Mahkememizin 03/12/2020 tarihli celsesi, 1 nolu ara kararı gereğince, dosyamızda ek bilirkişi incelemesi yaptırılmasına karar verildiği, bilirkişilerin 09/06/2021 tarihli ek raporunda özetle;
“SONUÇ:
a.Eserdeki bozukluğun davacı karşı davalının ürünlerinden kaynaklı bir eksiklik olduğunun açıkça tespiti halinde bu arızanın ayıp olarak nitelendirilmesinin söz konusu olabileceği,
b.Eğer davalı karşı davacının entegredeki arızayı ürünleri alır almaz muayeneyle tespit edebileceği nitelikte bir ayıbın söz konusu olmadığından ayıbın gizli ayıp niteliğinde olduğu; ihbarın bu nedenle makul sürede yapıldığının kabul edilebileceği; davacı karşı davalının ayıbın varlığına itiraz etmeyip kendisinden kaynaklanmadığını iddia, bu yönde incelemeler yaptığı, bu davranışı karşısında ayıbın kendisinden kaynaklandığının ortaya konulması halinde sorumluluğu üstleneceği yönünde haklı bir beklentiye yol açtığı bu nedenle kanaatimizce ayıbın süresinde bildirilmediği savunmasının hakkın kötüye kullanılması teşkil edeceği,
c.Davalı karşı davacı, karşı dava dilekçesinde arızalı ürünlerden dolayı zararının bilirkişi marifetiyle tespiti ile eklenerek 303.659,42 TL’yi talep etmiş olduğu, bakiye borcunu ödemeyi reddettiği anlaşıldığı; bunların, davalı/karşı davacının TBK m. 475’te yer alan bedelde indirim seçimlik hakkı ile tazminat haklarını kullandığı anlamına geldiği,
d.Bedelde indirim hakkının kullanılabileceği, somut durumda ayıplı ürünlerin değerini tamamen yitireceği, bu nedenle ayıplı olduğu tespit edilen ürünlerin değerinin toplam bedelden düşülebileceği ve bu ayıplı ürünler nedeniyle (ayıp ile uygun illiyet bağı bulunan) üçüncü kişilere ödemek zorunda kaldığı bedelleri talep edebileceği kanaatine varılmıştır.” denilmiştir.
Dava, asıl dava da, taraflar arasındaki cari hesaba dayalı olarak yapılan …. İcra Müdürlüğünün … sayılı takip dosyasındaki itirazın iptali; karşı dava olarak da arızalı ürünler nedeniyle uğranılan müspet ve menfi zararların tahsili istemlerine ilişkindir.
Bilirkişi kök raporunda ayıplı parçalara ilişkin somut bir sayı tespiti bulunmamaktadır. İddia edilen ayıplar ortaya çıktıktan sonra o tarihten sonra ödenmeyen malzeme alımlarına ilişkin faturalardan yola çıkılarak söz konusu faturalardaki 130.000,00-TL entegreye göre modül yapıda olan parça için gerekli ayıplı olduğu iddia edilen tüm malzemelerin sayısı tespit edilip, bu malzemelerin hepsinin ayıplı olduğu kabul edilerek bu malzemelerin değeri olan 212.193,58-TL ayıplı mal bedeli hesaplanmıştır.

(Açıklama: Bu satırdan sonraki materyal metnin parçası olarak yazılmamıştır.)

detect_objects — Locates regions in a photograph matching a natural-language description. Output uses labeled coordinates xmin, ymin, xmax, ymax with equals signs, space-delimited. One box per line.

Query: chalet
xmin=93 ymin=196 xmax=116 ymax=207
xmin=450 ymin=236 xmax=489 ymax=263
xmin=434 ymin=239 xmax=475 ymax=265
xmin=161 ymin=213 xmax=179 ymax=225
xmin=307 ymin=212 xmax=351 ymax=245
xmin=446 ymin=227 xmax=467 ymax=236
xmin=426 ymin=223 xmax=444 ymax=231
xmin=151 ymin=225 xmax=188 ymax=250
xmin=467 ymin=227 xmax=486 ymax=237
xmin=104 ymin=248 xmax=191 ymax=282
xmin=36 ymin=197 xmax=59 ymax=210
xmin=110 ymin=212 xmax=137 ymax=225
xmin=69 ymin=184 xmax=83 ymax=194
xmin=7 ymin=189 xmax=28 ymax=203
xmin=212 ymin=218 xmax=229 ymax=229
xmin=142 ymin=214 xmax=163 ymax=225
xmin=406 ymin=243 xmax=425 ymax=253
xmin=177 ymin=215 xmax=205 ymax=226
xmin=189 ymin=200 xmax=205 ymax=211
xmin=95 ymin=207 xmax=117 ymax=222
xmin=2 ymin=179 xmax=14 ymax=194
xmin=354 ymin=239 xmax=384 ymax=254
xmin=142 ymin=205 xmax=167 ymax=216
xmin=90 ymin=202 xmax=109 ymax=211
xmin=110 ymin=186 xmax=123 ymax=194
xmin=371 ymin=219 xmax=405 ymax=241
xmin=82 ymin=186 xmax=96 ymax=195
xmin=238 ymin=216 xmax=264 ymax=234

Ancak ayıplı mal sayısına ilişkin bir tespit, davalı tarafından yerine getirilmiş bir ispat bulunmamaktadır. Tüm ürünlerin ayıplı olduğu da ispatlanamadığı, ayıplı olduğu iddiası ile davalı …’e ya iade edilen ürünlere ilişkin miktarın çok az olduğu, iadeye ilişkin davalı tarafın sunmuş olduğu iade faturalarına konu mallardaki davacı … tarafından satılan parçalardan kaynaklanıp karşılanmadığının belli olmadığı, davalı … tarafından ayıplı olduğu iddiasıyla 100.000 ateşleyicinin depoda bulunduğunun ispatının yapılamadığı gibi tam tersine mahkemeye sadece bir sokak lambasını sunabildiği, üzerinde lehimlenmiş ve epoxy ile kaplı bir bütün modül yapısı nedeniyle bilirkişi incelemesi yapılamadığı, kaldı ki sadece tek bir ürün üzerinde bilirkişi incelemesi yapılmış olsa dahi bunun satılan tüm ürünlerin ayıplı olmayacağını göstermeyeceği,
Taraflar arasındaki sözleşmenin satım sözleşmesi olup, eser sözleşmesi niteliğinde olmadığı, … firmasının Hata Analizi Raporunda ürünlerin düzgün çalıştığının tespit edildiği, bilirkişi raporunda sorunun entegre ile devre arasındaki uyumsuzluktan kaynakladığı görüşünün beyan edilidği, satım sözleşmesinde …’in kullanacağı entegrenin ne olduğu ve de bu entegreye uygunluk taahüdünün bulunmadığı, alınan ürünler öncesinde …’e numunelerin ve datasheetlerinin gönderildiği bu nedenle karşı davanın yerinde olmadığı, bilirkişi ek raporunda belirtildiği gibi Amerikan kaynaklı ürünlerde çalışan ilk tasarım devreye uygun olmayacağının esasında davacı …’ın bildiği anlamına gelebileceği kanaatine varılmış ise de yine aynı kanaatin davalı … açısından da bilirkişilerde oluştuğu, …’in kullanacağı entegrenin ne olduğu ve de bu entegreye uygunluk taahüdünün bulunmadığı sübutu ile davalı …’in bu hususu bildiği kanaati karşısında devre uyumluluğunun sağlanmasının maliyetinin yüksek olmasının somut olayımıza bir etkisinin bulunmadığı;
Asıl dava açısından ise tarafların ticari defterlerinin 231.304,97-TL açısından mutabakata olduğu, bu nedenle asıl dava da bu miktar açısından itirazın iptaline karar verilmesi gerektiği, asıl dava açısından temerrüt olgusunun ispatlanamadığı, davalının takip ile temerrüde düştüğü, işleyecek temerrüt faizi oranının da takip talebindeki gibi avans faizi olduğu anlaşılmıştır.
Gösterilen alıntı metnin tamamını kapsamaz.